A: There were lots of University of Kentucky (ties). Issel and Dampier and Mike Pratt and Cotton Nash (all played). Of course, Frank Ramsey coached (1970-71). (Team owners) John Y. Brown and Ellie Brown were both University of Kentucky people.
There's one great picture in the book of Pratt, Issel and Dampier all running down the floor as if to start a fast break and all three, of course, University of Kentucky players.
Q: Other than the ex-UK players, the most popular Colonel ever might have been Wendell Ladner, a swashbuckling forward who perfectly embodied the free-spirited ways of the ABA. I assume you'll tell the story of Ladner crashing through a glass water cooler (and needing 48 stitches) in a 1973 playoff game against the Carolina Cougars?

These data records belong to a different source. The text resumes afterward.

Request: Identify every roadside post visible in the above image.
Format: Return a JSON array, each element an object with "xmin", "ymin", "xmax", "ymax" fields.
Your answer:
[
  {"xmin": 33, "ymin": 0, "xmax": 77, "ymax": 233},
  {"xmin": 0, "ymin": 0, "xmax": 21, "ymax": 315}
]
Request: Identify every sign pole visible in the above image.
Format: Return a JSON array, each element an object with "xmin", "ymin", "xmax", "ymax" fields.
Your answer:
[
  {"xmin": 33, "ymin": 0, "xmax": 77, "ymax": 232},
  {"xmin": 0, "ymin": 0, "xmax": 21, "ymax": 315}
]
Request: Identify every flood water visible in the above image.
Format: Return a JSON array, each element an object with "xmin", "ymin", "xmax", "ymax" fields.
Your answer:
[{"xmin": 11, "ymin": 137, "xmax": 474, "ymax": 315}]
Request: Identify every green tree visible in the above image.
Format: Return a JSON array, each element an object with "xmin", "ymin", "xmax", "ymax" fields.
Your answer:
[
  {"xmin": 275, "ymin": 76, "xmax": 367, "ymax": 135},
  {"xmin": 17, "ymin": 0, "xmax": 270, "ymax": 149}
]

A: Probably the most brought-up thing of anything when you talk about the Kentucky Colonels around Louisville is the night Wendell went over the water cooler. If there were as many people at that game as have told me they were at that game, we would have needed to play the game in a 50,000-seat arena.
Q: Who had the best Afro in the ABA?
A: It was close. Darnell Hillman (Indiana Pacers) was voted the best when they had the 30-year (ABA) reunion up in Indianapolis. Dr. J (Julius Erving) had a huge Afro. Artis (Gilmore, the Colonels star 7-foot-2 center) had a huge Afro.
Q: After winning the ABA title in 1975, the Colonels traded Dan Issel in a cost-cutting move that did not go down well with fans. If that trade hadn't happened, would the Colonels be in the NBA now?
A: The phones rang off the hooks with people canceling season tickets because we'd gotten rid of Dan Issel. In my opinion, if we hadn't traded Dan, we would be in the NBA today.
Q: If the NBA came to Louisville now, would it work?
A: In 1975, both U of L and UK were in the Final Four and the Colonels won the (ABA) championship. So they all were surviving.
Could pro basketball survive (in Kentucky) today with the salaries? Who knows? I certainly would have liked to see it.
Q: What's at least one story in the book that people will not have heard before?
A: Jim McDaniels in 1971 was the big star at Western Kentucky when they went to the Final Four. But if you look at the records book, it says "Vacated" because Jim McDaniels got caught signing a contract with the ABA early.
What's interesting is, Mac has never, ever told the story of how he got hooked into this. That entire story is in the book.